Severe Acute Exacerbations of Hepatitis B
Severe acute exacerbations of hepatitis B have been reported in patients who
have discontinued anti-hepatitis B therapy, including entecavir [see ADVERSE
REACTIONS]. Hepatic function should be monitored closely with both clinical
and laboratory follow-up for at least several months in patients who discontinue
anti-hepatitis B therapy. If appropriate, initiation of anti-hepatitis B therapy
may be warranted.
Patients Co-infected with HIV and HBV
BARACLUDE (entecavir) has not been evaluated in HIV/HBV co-infected patients who were not
simultaneously receiving effective HIV treatment. Limited clinical experience
suggests there is a potential for the development of resistance to HIV nucleoside
reverse transcriptase inhibitors if BARACLUDE (entecavir) is used to treat chronic hepatitis
B virus infection in patients with HIV infection that is not being treated [see
CLINICAL PHARMACOLOGY]. Therefore, therapy with BARACLUDE (entecavir) is not recommended
for HIV/HBV co-infected patients who are not also receiving HAART. Before initiating
BARACLUDE (entecavir) therapy, HIV antibody testing should be offered to all patients. BARACLUDE (entecavir)

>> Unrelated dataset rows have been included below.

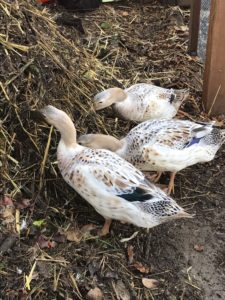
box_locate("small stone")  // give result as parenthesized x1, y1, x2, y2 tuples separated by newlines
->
(87, 287, 103, 300)
(194, 244, 204, 252)
(220, 177, 225, 186)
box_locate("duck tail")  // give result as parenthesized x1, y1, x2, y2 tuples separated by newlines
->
(221, 129, 225, 143)
(174, 211, 194, 219)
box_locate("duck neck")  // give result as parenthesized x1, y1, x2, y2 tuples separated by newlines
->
(115, 138, 127, 157)
(93, 134, 123, 152)
(55, 116, 77, 148)
(110, 88, 128, 104)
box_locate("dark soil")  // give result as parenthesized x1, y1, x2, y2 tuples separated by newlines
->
(1, 1, 225, 299)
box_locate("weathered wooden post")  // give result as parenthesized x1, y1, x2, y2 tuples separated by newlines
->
(202, 0, 225, 115)
(160, 0, 225, 115)
(188, 0, 201, 55)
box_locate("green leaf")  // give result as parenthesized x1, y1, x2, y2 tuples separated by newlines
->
(83, 70, 96, 79)
(100, 22, 111, 30)
(33, 219, 45, 227)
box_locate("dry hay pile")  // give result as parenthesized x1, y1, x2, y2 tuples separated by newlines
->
(0, 0, 203, 200)
(0, 1, 122, 297)
(0, 0, 119, 198)
(0, 0, 206, 299)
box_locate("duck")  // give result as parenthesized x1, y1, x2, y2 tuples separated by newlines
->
(38, 0, 101, 10)
(38, 0, 121, 10)
(78, 119, 225, 194)
(39, 105, 191, 235)
(93, 83, 189, 122)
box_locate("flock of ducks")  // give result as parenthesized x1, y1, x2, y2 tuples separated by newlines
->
(39, 83, 225, 236)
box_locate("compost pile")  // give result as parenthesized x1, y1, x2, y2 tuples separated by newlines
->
(2, 1, 225, 299)
(0, 0, 203, 203)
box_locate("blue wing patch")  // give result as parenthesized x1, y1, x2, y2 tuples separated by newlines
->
(119, 187, 153, 202)
(185, 137, 202, 148)
(169, 93, 175, 104)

has not been studied as a treatment for HIV infection and is not recommended
for this use.
Lactic Acidosis and Severe Hepatomegaly with Steatosis
Lactic acidosis and severe hepatomegaly with steatosis, including fatal cases, have been reported with the use of nucleoside analogues, including BARACLUDE (entecavir) , alone or in combination with antiretrovirals. A majority of these cases have been in women. Obesity and prolonged nucleoside exposure may be risk factors. Particular caution should be exercised when administering nucleoside analogues to any patient with known risk factors for liver disease; however, cases have also been reported in patients with no known risk factors.
Lactic acidosis with BARACLUDE (entecavir) use has been reported, often in association
with hepatic decompensation, other serious medical conditions, or drug exposures.
Patients with decompensated liver disease may be at higher risk for lactic acidosis.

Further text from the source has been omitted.